TVC E, BUSINESS – The Federal Government is considering changes to Nigeria’s tax regime as part of efforts to bolster the economy amid the financial crunch brought by falling oil prices.
Indications that the government will increase Value Added Tax emerged on Saturday.
The idea had been suggested by the International Monetary Fund, whose Managing Director, Ms. Christine Lagarde, visited the country early this month.
Vice President Yemi Osinbajo, who said changes to taxation were being considered, told CNBC in a television interview, “We are looking at increasing our tax coverage.
He added, “VAT, for instance — we have been doing just about 20 per cent coverage.

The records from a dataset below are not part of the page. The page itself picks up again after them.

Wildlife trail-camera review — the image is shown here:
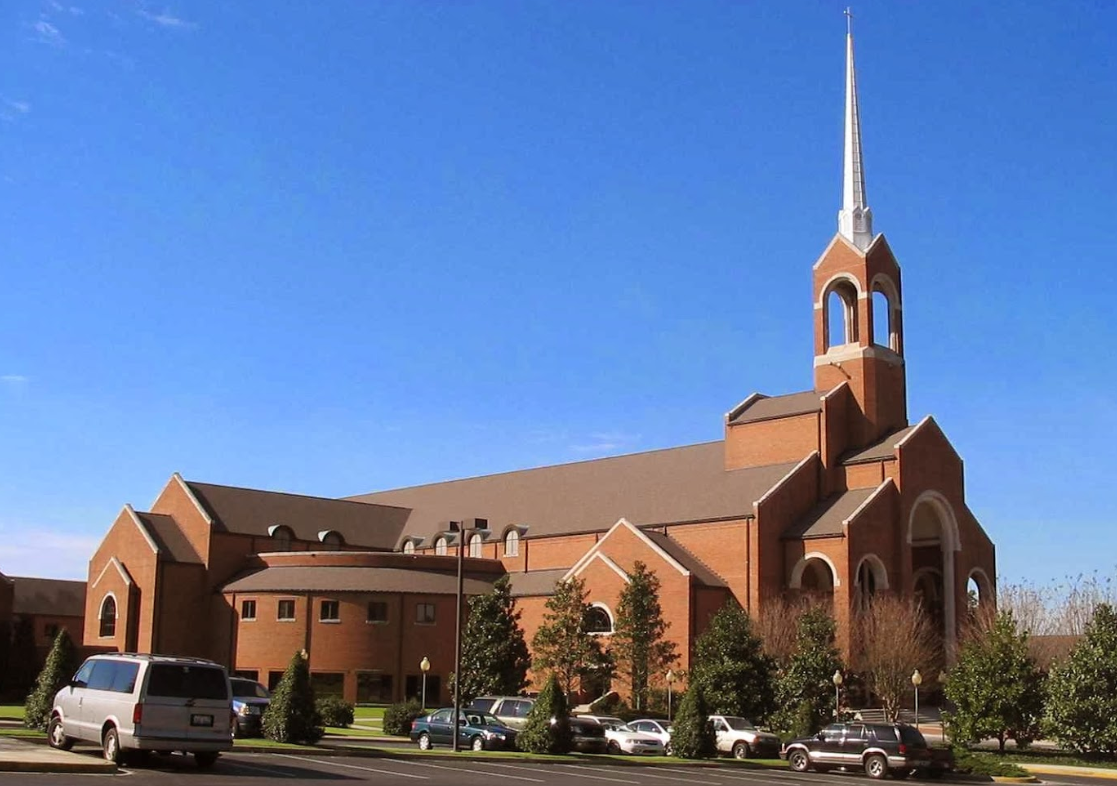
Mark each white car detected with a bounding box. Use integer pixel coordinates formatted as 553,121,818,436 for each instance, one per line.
628,718,675,756
579,715,663,756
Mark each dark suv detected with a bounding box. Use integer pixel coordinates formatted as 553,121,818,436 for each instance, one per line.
781,723,933,778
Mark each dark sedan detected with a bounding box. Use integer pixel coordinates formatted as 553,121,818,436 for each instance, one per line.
411,707,516,750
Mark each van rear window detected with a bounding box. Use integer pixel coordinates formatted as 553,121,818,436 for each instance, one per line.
147,663,229,700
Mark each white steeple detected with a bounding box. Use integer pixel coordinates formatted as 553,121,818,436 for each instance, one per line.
838,8,872,251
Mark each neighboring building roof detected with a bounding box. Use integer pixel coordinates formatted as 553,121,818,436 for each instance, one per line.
136,510,202,565
352,441,794,545
223,566,497,595
842,425,916,464
781,487,879,540
508,567,566,597
729,391,823,425
10,576,85,616
187,481,410,550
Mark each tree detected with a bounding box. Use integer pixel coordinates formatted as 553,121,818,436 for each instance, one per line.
946,612,1043,754
23,627,77,731
690,601,775,722
262,652,325,745
532,577,612,696
516,674,571,754
772,606,841,737
671,680,717,759
609,560,678,710
853,594,941,720
451,575,532,702
1047,603,1117,757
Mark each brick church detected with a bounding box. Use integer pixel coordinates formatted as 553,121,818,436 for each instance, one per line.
85,24,995,703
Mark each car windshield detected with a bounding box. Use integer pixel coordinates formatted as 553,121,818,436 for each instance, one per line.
725,717,756,731
229,680,271,699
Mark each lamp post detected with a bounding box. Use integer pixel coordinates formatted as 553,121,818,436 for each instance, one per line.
667,669,675,723
419,655,430,712
911,669,923,729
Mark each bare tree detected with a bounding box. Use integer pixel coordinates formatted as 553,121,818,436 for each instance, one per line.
853,593,943,720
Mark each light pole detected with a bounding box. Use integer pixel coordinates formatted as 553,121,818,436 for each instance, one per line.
911,669,923,729
667,669,675,723
419,655,430,712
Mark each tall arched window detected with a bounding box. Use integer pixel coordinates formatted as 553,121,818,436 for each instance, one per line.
98,595,116,639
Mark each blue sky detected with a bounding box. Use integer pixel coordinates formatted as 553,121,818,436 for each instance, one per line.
0,0,1117,581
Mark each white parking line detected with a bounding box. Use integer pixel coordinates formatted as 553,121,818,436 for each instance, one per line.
276,754,430,780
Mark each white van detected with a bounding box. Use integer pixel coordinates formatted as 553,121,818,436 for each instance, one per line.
47,653,232,767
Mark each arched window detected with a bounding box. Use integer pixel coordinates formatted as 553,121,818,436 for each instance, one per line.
825,280,859,349
585,605,613,633
98,595,116,639
504,529,519,557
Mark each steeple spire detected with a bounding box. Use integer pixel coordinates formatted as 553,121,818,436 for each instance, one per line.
838,8,872,251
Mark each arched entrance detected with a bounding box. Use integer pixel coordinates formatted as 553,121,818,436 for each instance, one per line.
908,491,958,659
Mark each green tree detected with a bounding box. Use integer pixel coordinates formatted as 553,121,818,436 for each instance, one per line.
690,602,775,722
1047,603,1117,757
451,575,532,702
772,606,841,737
262,652,324,745
609,560,678,710
23,627,77,731
945,612,1043,754
671,680,717,759
532,577,612,696
516,674,571,754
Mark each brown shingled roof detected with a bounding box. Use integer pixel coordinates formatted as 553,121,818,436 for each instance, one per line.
223,566,497,595
187,481,410,550
353,441,794,544
781,488,877,540
729,391,823,425
9,576,85,616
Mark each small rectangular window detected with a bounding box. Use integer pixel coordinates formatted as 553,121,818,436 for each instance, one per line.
365,601,388,623
416,603,435,625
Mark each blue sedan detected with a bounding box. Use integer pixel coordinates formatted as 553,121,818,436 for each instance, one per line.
411,708,516,750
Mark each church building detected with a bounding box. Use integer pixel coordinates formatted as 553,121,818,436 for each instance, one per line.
85,24,995,703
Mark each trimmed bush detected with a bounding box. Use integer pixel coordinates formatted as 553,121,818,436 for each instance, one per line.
384,699,423,737
314,696,353,729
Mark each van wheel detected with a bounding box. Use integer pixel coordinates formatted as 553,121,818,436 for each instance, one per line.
194,750,218,769
47,716,74,750
865,754,888,780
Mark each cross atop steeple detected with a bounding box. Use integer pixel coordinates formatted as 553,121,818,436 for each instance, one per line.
838,8,872,251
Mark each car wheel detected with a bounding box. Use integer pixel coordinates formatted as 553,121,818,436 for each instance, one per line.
865,754,888,780
47,716,74,750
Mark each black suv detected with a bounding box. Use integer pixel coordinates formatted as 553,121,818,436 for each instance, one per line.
781,723,933,778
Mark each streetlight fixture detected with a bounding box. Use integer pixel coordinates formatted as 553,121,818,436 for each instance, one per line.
419,655,430,712
911,669,923,729
667,669,675,723
442,518,489,753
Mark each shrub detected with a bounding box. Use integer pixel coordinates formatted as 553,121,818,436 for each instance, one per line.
314,696,353,729
262,652,325,745
383,699,423,737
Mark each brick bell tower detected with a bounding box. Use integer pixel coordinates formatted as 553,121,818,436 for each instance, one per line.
813,10,907,448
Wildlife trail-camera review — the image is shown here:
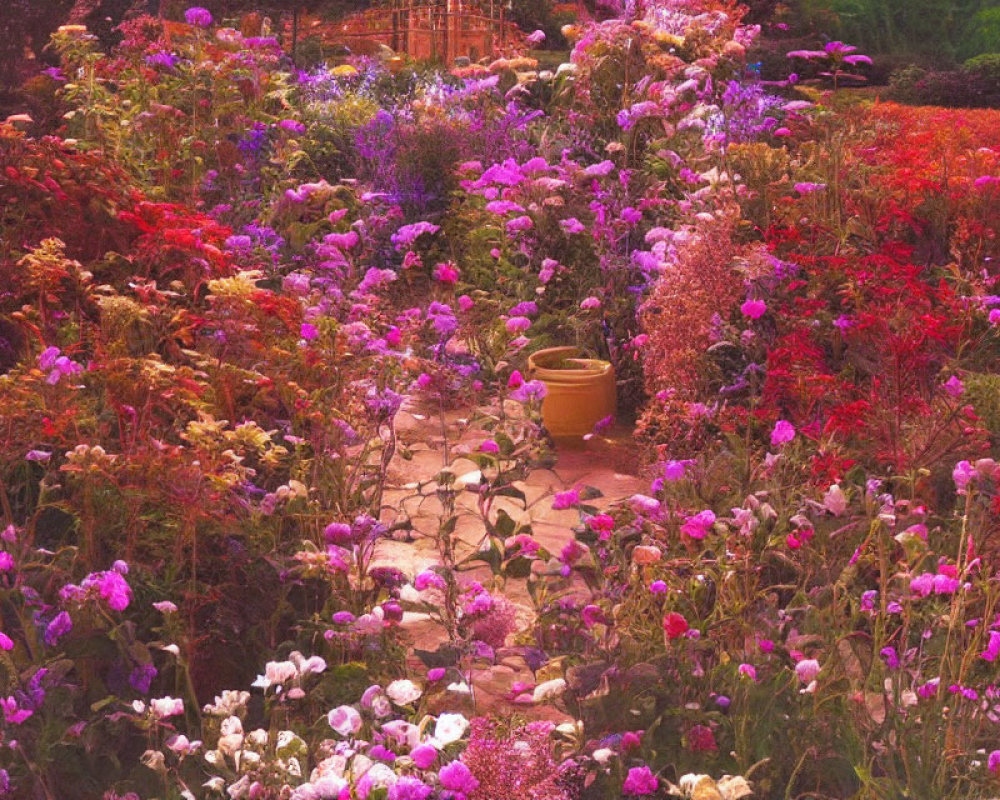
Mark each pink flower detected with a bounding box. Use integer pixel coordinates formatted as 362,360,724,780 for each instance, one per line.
740,300,767,319
795,658,820,683
941,375,965,397
951,460,972,494
979,631,1000,661
552,489,580,511
771,419,795,447
410,744,437,769
504,317,531,334
910,572,934,597
681,509,715,539
663,611,691,640
434,261,458,286
622,767,660,795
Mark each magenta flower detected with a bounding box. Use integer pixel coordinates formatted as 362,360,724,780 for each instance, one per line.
979,631,1000,662
795,658,820,683
941,375,965,397
504,317,531,334
681,509,715,539
184,6,212,28
622,767,659,795
434,261,458,286
740,300,767,319
771,419,795,447
951,460,972,494
795,181,826,194
438,761,479,795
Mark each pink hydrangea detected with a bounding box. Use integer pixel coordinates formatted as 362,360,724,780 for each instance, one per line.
622,767,660,795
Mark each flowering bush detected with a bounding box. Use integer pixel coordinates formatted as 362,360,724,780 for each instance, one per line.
0,0,1000,800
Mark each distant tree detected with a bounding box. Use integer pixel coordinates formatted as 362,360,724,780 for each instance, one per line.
0,0,74,88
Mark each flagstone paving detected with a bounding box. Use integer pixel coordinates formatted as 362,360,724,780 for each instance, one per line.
376,400,649,721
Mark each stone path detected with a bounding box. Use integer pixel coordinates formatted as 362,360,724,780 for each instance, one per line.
375,406,649,721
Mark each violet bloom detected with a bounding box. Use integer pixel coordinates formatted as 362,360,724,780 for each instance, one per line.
771,419,795,447
979,631,1000,662
795,658,820,683
681,509,715,539
184,6,212,28
740,300,767,319
44,611,73,647
622,767,659,795
941,375,965,397
438,761,479,795
951,460,976,494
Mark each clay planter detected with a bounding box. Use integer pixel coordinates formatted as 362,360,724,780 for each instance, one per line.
528,347,615,439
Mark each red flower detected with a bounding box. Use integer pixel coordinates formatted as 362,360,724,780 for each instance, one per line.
663,611,691,639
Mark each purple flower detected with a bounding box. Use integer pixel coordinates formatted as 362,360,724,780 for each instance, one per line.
979,631,1000,662
184,6,212,28
795,181,826,194
941,375,965,397
146,50,180,70
504,317,531,334
681,509,715,539
771,419,795,447
128,664,158,694
740,300,767,319
559,217,587,233
910,572,934,597
391,222,441,252
44,611,73,647
510,381,548,403
438,761,479,795
951,461,976,494
622,767,659,795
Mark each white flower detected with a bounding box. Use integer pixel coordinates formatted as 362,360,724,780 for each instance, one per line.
288,650,326,675
264,661,299,689
434,714,469,746
217,717,243,756
823,483,847,517
149,697,184,719
382,719,420,750
531,678,566,703
326,706,361,736
715,775,753,800
385,680,424,706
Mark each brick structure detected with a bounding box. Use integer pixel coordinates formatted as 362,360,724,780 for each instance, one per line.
320,0,522,64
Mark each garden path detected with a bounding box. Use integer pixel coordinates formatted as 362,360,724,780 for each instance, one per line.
376,406,649,721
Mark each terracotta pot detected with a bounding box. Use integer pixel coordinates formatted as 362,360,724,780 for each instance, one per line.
528,347,616,439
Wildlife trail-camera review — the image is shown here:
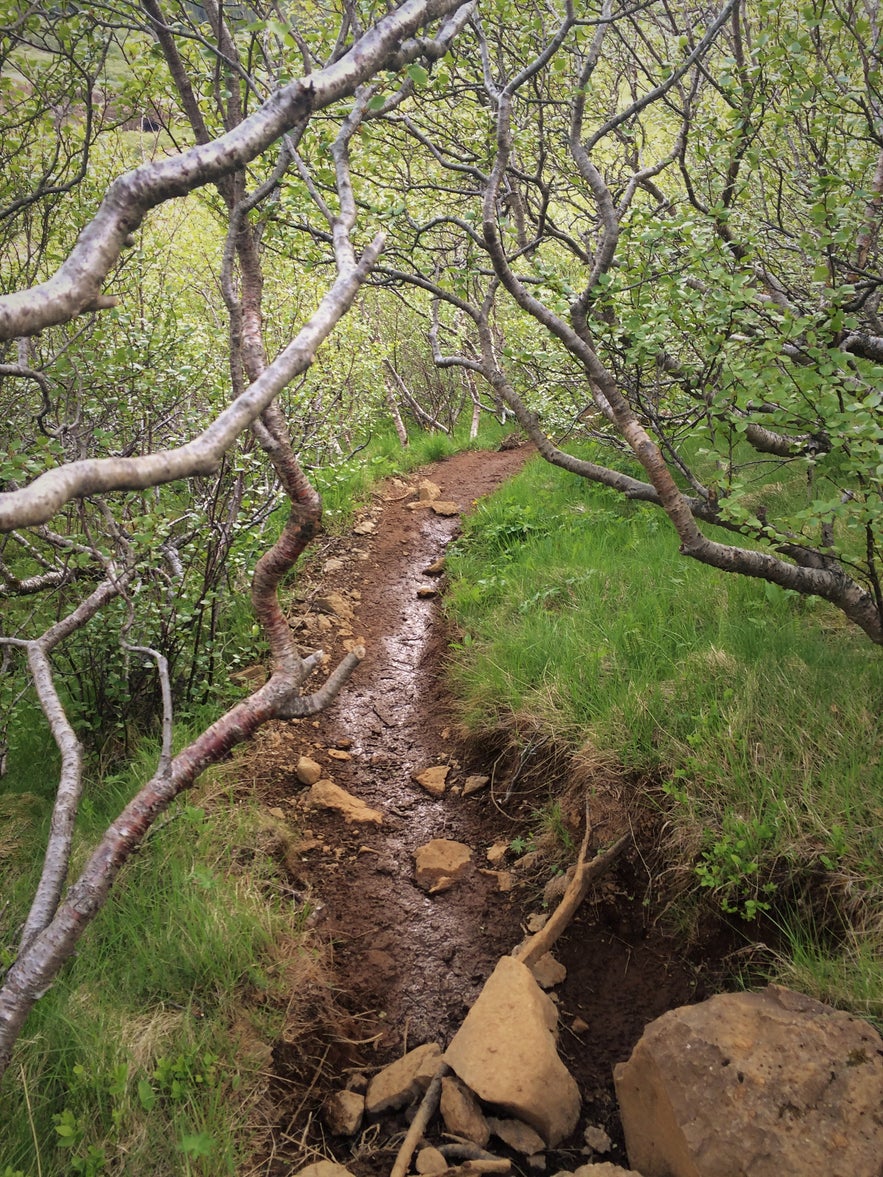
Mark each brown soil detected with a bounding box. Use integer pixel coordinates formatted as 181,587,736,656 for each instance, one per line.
247,450,732,1177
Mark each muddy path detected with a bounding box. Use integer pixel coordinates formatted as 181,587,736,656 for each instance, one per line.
251,451,731,1177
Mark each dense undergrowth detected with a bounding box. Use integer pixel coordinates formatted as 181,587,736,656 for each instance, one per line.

We think that just by increasing coverage, we could do much more, and so we could earn more in terms of local resources,” he said.
Increasing VAT from 5 per cent, among the world’s lowest VAT rates, and broadening the tax base were among suggestions put forward by the IMF boss during her visit.
VAT is a consumption tax payable on the goods and service consumed by any person, whether government agencies, business organisations or individuals. It is currently levied at the rate of five per cent in the country.
The sharp drop in crude revenues, which provide 95 percent of foreign earnings, has led to the Naira hitting record lows on the parallel market as foreign exchange reserves dwindle.
Crude oil is Nigeria’s number one revenue earner.
Crude prices have fallen in the last few days to their lowest levels since 2003 at just over $27 a barrel, although they staged a rebound on Friday.
The 2016 budget assumes an oil price of $38 per barrel.
Finance Minister Kemi Adeosun has said Nigeria plans to borrow up to $5 billion from multiple sources, including the Eurobond market, to plug its budget deficit and Osinbajo said changes to taxation were also being considered.
During her visit, Lagarde also said the IMF did not support foreign exchange restrictions.
The Central Bank, whose monetary policy committee will meet tomorrow and Tuesday, imposed FX restrictions last year aimed at conserving foreign exchange reserves and there have been calls from investors for these to be eased.
“We know that the Central Bank will just have to do the right thing at this time,” said Osinbajo.
“The Central Bank has told us and it was announced even in the President’s budget speech, that they intend to take a flexible approach and deploy whatever tools are necessary to ensure that we stay competitive.”